Géorgie: la jeunesse dans la rue contre une loi décriée, pour ne pas "devenir la Russie"
Un millier de manifestants, jeunes pour la plupart, demeurent rassemblés lundi devant le parlement de la Géorgie contre une loi sur l'"influence étrangère" accusée de détourner Tbilissi de son chemin européen pour l'entraîner vers Moscou.
Le texte est vivement critiqué par les États-Unis et l'Union européenne à laquelle la Géorgie, ancienne république soviétique, est candidate à l'adhésion. Il a suscité des rassemblements massifs d'opposition, dont certains ont été réprimés.
Les contestataires, qui manifestent depuis début avril, ont surnommé ce texte la "loi russe", car il imite une législation utilisée par le Kremlin pour réprimer les voix dissidentes.
Lundi, les manifestants, majoritairement des jeunes, exprimaient leur colère contre le projet, estimant qu'il ruine les rêves européens de leur pays et met en péril la démocratie.
"Cette loi veut dire qu'on ne rejoindra pas l'Europe", s'inquiétait Mariam Kalandadzé, 22 ans, or "c'est quelque chose que j'ai toujours voulu".
"On compte rester ici aussi longtemps qu'il le faudra", a-t-elle déclaré à l'AFP, les étudiants de la capitale Tbilissi s'étant mis en grève lundi.
Des dizaines de milliers de personnes avaient manifesté dimanche, certains restant toute la nuit pour empêcher les députés d'entrer dans le parlement.
- Craintes -
A l'aube, l'AFP a vu des policiers interpeller violemment un groupe de manifestants.
Les rassemblements se déroulent dans un climat de tensions, les autorités ayant prévenu qu'elles arrêteraient les personnes bloquant le parlement.
"Si cette loi passe, nous allons progressivement devenir la Russie", affirmait de son côté Artchil Svanidzé, un autre manifestant de 26 ans, y voyant l'opposé de l'avenir qu'il espère pour son pays.
Depuis le début, les moins de 30 ans constituent le fer de lance du mouvement. Mais beaucoup assurent que leurs aînés sont eux aussi convaincus.
"On a toujours su qu'on faisait partie de l'Europe. Toutes les générations le savent", a déclaré Artchil Svanidzé, fier de dire que son père était resté manifester une bonne partie de la nuit.

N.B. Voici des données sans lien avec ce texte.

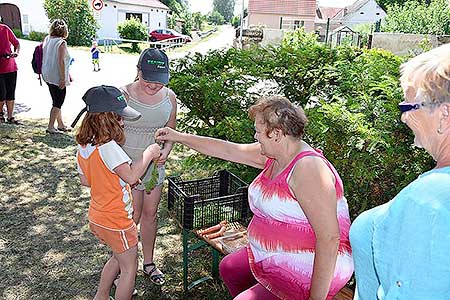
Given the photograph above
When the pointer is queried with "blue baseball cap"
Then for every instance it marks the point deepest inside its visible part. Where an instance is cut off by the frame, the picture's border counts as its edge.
(154, 65)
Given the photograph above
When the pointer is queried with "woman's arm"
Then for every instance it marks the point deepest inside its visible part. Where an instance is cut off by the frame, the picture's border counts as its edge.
(83, 180)
(61, 63)
(131, 173)
(172, 123)
(248, 154)
(313, 185)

Salomé Lobjanidzé, 18 ans, s'est elle dit "ravagée" par la loi. "Si elle est votée, beaucoup de gens qui sont ici aujourd'hui partiront" du pays, a-t-elle prédit.
L'Union européenne, qui a accordé en décembre 2023 à la Géorgie le statut de candidat officiel, a salué "l'engagement impressionnant" des Géorgiens en faveur de l'intégration européenne et exhorté Tbilissi à enquêter sur les actes de violence à l'égard des manifestants qui ont été signalés.
"Nous condamnons fermement les actes d'intimidation, les menaces et les agressions physiques", a déclaré lundi Peter Stano, un porte-parole du service diplomatique de l'UE.
- "Transparence" ou répression -
En cas d'adoption, la loi imposera à toute ONG ou organisation médiatique recevant plus de 20% de son financement de l'étranger de s'enregistrer en tant qu'"organisation poursuivant les intérêts d'une puissance étrangère".
Le gouvernement assure que cette mesure vise à obliger les organisations à faire preuve de davantage de "transparence" sur leurs financements.
L'élu Nikoloz Samkharadzé, du parti "Rêve géorgien", a affirmé que le projet n'avait "rien à voir" avec la loi russe décriée, réaffirmant par ailleurs son attachement à l'adhésion à l'UE.
La loi a déjà été approuvée au cours de deux lectures, et nécessite un troisième vote.
La présidente Salomé Zourabichvili, une pro-européenne en conflit ouvert avec le gouvernement, devrait y opposer son veto, mais le "Rêve géorgien" assure avoir assez de voix pour passer outre.
Le parti au pouvoir avait déjà tenté de faire passer cette loi en 2023, avant d'y renoncer en raison déjà de rassemblements d'opposition massifs.
Son retour devant les députés début avril a créé la surprise et provoqué des manifestations.
Bidzina Ivanichvili, homme d'affaires richissime perçu comme le dirigeant de l'ombre de la Géorgie, voit les ONG comme un ennemi de l'intérieur au service de puissances étrangères.
Cet homme, Premier ministre de 2012 à 2013 et aujourd'hui président honoraire du "Rêve géorgien", est soupçonné d'affinités avec la Russie, pays où il a fait fortune.